Posted: Sun Jan 13, 2008 12:12 pm
I've been a member since 11/07 and haven't really been doing the program regularly recently. I've gotten stuck on week 3. I haven't written any of my negative thoughts down but I have made mental notes of them and rephrased them into sorta positive thoughts.
I am a financial accountant at a fast growing residential construction company. (In MI right now, that's a huge deal since we're heading for a recession in MI.) Anyway, I'm a perfectionist which doesn't help this time of year. I am trying to finalize 12/07 financial statements and prepare for our annual CPA audit. I really hate this time of year. I put in alot of OT, which I resent, and I really dread going in to and just the thought of going in to work any more. I'm only 41 years old and I feel like I'm starting my mid life crisis. I've only done accounting and it's come to be very boring and non-challenging for me. I want to do something fun but have the personality where I'm afraid to do something different and stick my foot in to unknown territory.
Most people say I'm not a normal accountant. I actually have a creative/artistic side. Most number people don't have this.
I watch QVC all the time and the hosts always act like they really enjoy what they do. I've checked out job posting online there to see if anything interests me, but nothing so far. I think it'd be fun to hang out around the "girls" and just be a gopher for behind the scenes things. Then, the scared side of me comes out and says there's no way I'm going to uproot my life for something uncertain when all my family is here in town with me. I lack self confidence. Yes, I know this program is suppose to help with this, but it's very difficult to overcome childhood issues.
Today was a rough day. I had to go into work, which I resented. I had pains in my arms off and on along with an upset stomach, blah, blah, blah. I know it's all anxiety and I need to work through it all, but I'm tired of it all. I don't want to kill myself or anyone around me, but I do want to get out of town/state for a LONG vacation. Unfortunatley, I can't do this until after 3/20/08. This is too far away and I don't know what to do to get through til this time.

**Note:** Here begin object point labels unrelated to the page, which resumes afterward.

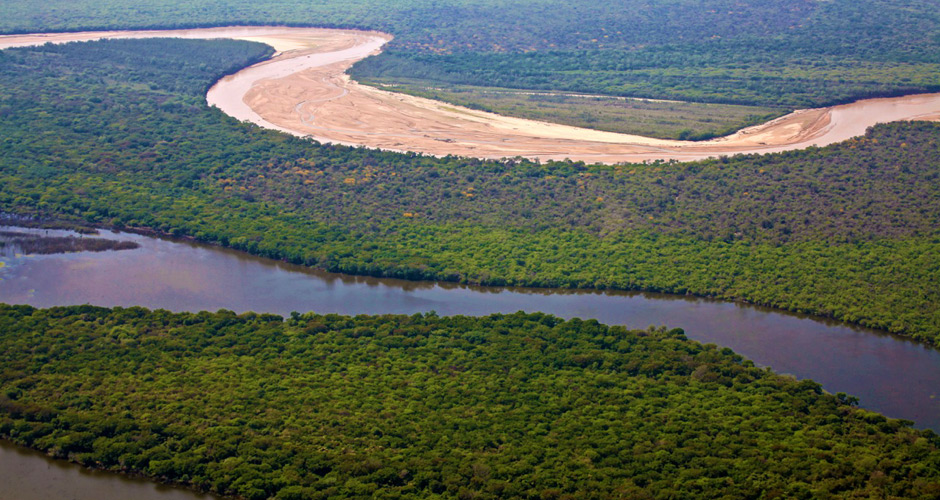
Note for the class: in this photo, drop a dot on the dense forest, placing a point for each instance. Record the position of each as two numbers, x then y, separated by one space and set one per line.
505 406
791 54
117 133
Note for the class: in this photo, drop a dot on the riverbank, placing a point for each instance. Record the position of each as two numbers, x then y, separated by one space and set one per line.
304 91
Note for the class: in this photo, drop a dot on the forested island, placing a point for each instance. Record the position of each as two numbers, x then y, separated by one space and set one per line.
504 406
117 133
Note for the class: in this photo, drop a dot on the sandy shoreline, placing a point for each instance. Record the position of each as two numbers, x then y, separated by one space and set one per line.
303 90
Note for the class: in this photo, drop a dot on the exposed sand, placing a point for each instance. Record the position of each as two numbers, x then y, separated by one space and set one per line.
304 91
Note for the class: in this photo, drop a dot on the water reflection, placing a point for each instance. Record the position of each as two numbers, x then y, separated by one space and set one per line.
30 475
892 375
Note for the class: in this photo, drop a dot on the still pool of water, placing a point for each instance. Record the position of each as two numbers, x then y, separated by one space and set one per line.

I don't want to do anything. I know I should go downstairs and exercise, but the last time I did this, I had weird chest feelings and I stopped because I was thinking I was going to have a heart attack. Calgon take me away doesn't work because my tub is too short for me. I know, I'm feeling the normal MI winter blues, since I don't like snow, but I have 3 months to go. Yesterday was a good day because we actually had sunshine for 3/4th's of the day. We don't normally see that this time of year.
Anyway, so to ramble on. I just had to get this off my chest and see if anyone wanted to chat. I'v tried to access he chat room portion of this website, but it doesn't seem to work for me. I think when I want to chat, it's past the chat hours.
Ann
I am a financial accountant at a fast growing residential construction company. (In MI right now, that's a huge deal since we're heading for a recession in MI.) Anyway, I'm a perfectionist which doesn't help this time of year. I am trying to finalize 12/07 financial statements and prepare for our annual CPA audit. I really hate this time of year. I put in alot of OT, which I resent, and I really dread going in to and just the thought of going in to work any more. I'm only 41 years old and I feel like I'm starting my mid life crisis. I've only done accounting and it's come to be very boring and non-challenging for me. I want to do something fun but have the personality where I'm afraid to do something different and stick my foot in to unknown territory.
Most people say I'm not a normal accountant. I actually have a creative/artistic side. Most number people don't have this.
I watch QVC all the time and the hosts always act like they really enjoy what they do. I've checked out job posting online there to see if anything interests me, but nothing so far. I think it'd be fun to hang out around the "girls" and just be a gopher for behind the scenes things. Then, the scared side of me comes out and says there's no way I'm going to uproot my life for something uncertain when all my family is here in town with me. I lack self confidence. Yes, I know this program is suppose to help with this, but it's very difficult to overcome childhood issues.
Today was a rough day. I had to go into work, which I resented. I had pains in my arms off and on along with an upset stomach, blah, blah, blah. I know it's all anxiety and I need to work through it all, but I'm tired of it all. I don't want to kill myself or anyone around me, but I do want to get out of town/state for a LONG vacation. Unfortunatley, I can't do this until after 3/20/08. This is too far away and I don't know what to do to get through til this time.
I don't want to do anything. I know I should go downstairs and exercise, but the last time I did this, I had weird chest feelings and I stopped because I was thinking I was going to have a heart attack. Calgon take me away doesn't work because my tub is too short for me. I know, I'm feeling the normal MI winter blues, since I don't like snow, but I have 3 months to go. Yesterday was a good day because we actually had sunshine for 3/4th's of the day. We don't normally see that this time of year.
Anyway, so to ramble on. I just had to get this off my chest and see if anyone wanted to chat. I'v tried to access he chat room portion of this website, but it doesn't seem to work for me. I think when I want to chat, it's past the chat hours.